Benefits of application Virtualization

  • Allows applications to run in environments that do not suit the native application.
  • May protect the operating system and other applications from poorly written or buggy code.
  • Uses fewer resources than a separate virtual machine.
  • Run applications that are not written correctly, for example applications that try to store user data in a read-only system-owned location.
  • Run incompatible applications side-by-side, at the same time and with minimal regression testing against one another.
  • Maintain a standard configuration in the underlying operating system across multiple computers in an organization, regardless of the applications being used, thereby keeping costs down.
  • Implement the security principle of least privilege by removing the requirement for end-users to have Administrator privileges in order to run poorly written applications.
  • Simplified operating system migrations.
  • Accelerated application deployment, through on-demand application streaming.
  • Improved security, by isolating applications from the operating system.
  • Enterprises can easily track license usage.

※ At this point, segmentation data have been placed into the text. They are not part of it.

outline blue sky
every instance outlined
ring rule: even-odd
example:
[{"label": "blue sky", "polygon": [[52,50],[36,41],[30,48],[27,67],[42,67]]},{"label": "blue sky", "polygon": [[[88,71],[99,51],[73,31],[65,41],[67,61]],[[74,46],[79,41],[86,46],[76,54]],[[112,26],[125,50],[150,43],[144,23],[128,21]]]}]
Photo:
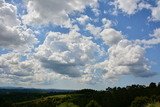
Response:
[{"label": "blue sky", "polygon": [[160,82],[159,0],[0,0],[0,83],[58,89]]}]

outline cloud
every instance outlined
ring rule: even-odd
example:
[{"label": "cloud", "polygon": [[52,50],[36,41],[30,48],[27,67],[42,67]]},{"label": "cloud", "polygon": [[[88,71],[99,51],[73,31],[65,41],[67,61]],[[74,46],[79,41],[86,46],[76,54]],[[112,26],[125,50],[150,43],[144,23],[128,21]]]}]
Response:
[{"label": "cloud", "polygon": [[[8,53],[0,56],[0,77],[10,82],[28,82],[33,75],[33,70],[30,69],[33,64],[21,63],[19,54]],[[3,80],[0,81],[1,83]]]},{"label": "cloud", "polygon": [[[118,75],[132,74],[138,77],[153,76],[145,48],[123,39],[108,49],[108,60],[102,63],[106,69],[105,78],[116,78]],[[102,66],[101,65],[101,66]]]},{"label": "cloud", "polygon": [[68,77],[81,77],[91,72],[88,67],[104,56],[96,43],[74,31],[69,34],[49,32],[36,50],[35,57],[43,68]]},{"label": "cloud", "polygon": [[17,8],[5,2],[0,5],[0,47],[17,50],[32,47],[37,40],[31,29],[20,26]]},{"label": "cloud", "polygon": [[143,39],[143,40],[135,40],[135,42],[137,44],[141,44],[141,45],[149,45],[149,46],[153,46],[153,45],[157,45],[160,44],[160,28],[157,28],[153,31],[153,34],[150,34],[150,37],[152,37],[151,39]]},{"label": "cloud", "polygon": [[88,21],[90,18],[87,15],[82,15],[81,17],[77,18],[77,20],[81,23],[81,24],[85,24],[86,21]]},{"label": "cloud", "polygon": [[152,20],[153,21],[160,21],[160,1],[157,0],[157,7],[152,7],[151,8],[152,12]]},{"label": "cloud", "polygon": [[107,45],[115,45],[123,39],[121,32],[112,28],[104,29],[100,35]]},{"label": "cloud", "polygon": [[131,15],[138,9],[138,3],[140,0],[115,0],[114,5],[123,12]]},{"label": "cloud", "polygon": [[[58,24],[66,25],[69,21],[69,14],[74,11],[82,12],[85,6],[96,7],[97,0],[28,0],[27,12],[23,16],[24,23]],[[52,10],[52,11],[50,11]]]},{"label": "cloud", "polygon": [[0,55],[0,83],[16,85],[48,84],[61,79],[54,72],[47,72],[33,57],[20,60],[21,54],[7,53]]},{"label": "cloud", "polygon": [[91,34],[95,35],[98,37],[99,33],[101,32],[102,28],[101,27],[95,27],[92,24],[87,24],[86,25],[86,30],[90,31]]}]

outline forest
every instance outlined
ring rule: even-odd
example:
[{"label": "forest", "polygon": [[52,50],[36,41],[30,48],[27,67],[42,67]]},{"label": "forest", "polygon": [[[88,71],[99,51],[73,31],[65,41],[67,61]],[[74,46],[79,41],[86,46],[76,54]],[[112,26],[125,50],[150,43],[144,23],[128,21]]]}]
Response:
[{"label": "forest", "polygon": [[1,88],[0,107],[160,107],[160,82],[101,91]]}]

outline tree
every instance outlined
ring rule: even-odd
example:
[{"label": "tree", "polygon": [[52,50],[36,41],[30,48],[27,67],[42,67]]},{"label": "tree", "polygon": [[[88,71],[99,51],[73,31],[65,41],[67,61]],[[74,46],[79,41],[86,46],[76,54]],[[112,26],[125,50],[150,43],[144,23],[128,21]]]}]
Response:
[{"label": "tree", "polygon": [[148,97],[136,97],[135,100],[132,101],[131,107],[143,107],[148,103],[150,103]]}]

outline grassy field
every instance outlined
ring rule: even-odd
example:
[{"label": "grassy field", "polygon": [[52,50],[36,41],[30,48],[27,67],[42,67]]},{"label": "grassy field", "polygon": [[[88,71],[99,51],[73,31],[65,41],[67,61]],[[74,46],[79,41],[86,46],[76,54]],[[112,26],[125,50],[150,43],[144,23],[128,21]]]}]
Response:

Application usage history can then be used to save on license costs.
  • Fast application provisioning to the desktop based upon user’s roaming profile.
  • Allows applications to be copied to portable media and then imported to client computers without need of installing them.

Limitations of application Virtualization

  • Not all software can be virtualized. Some examples include applications that require a device driver and 16-bit applications that need to run in shared memory space.
  • Some types of software such as anti-virus packages and application that require heavy OS integration.
  • Only file and Registry-level compatibility issues between legacy applications and newer operating systems can be addressed by application virtualization.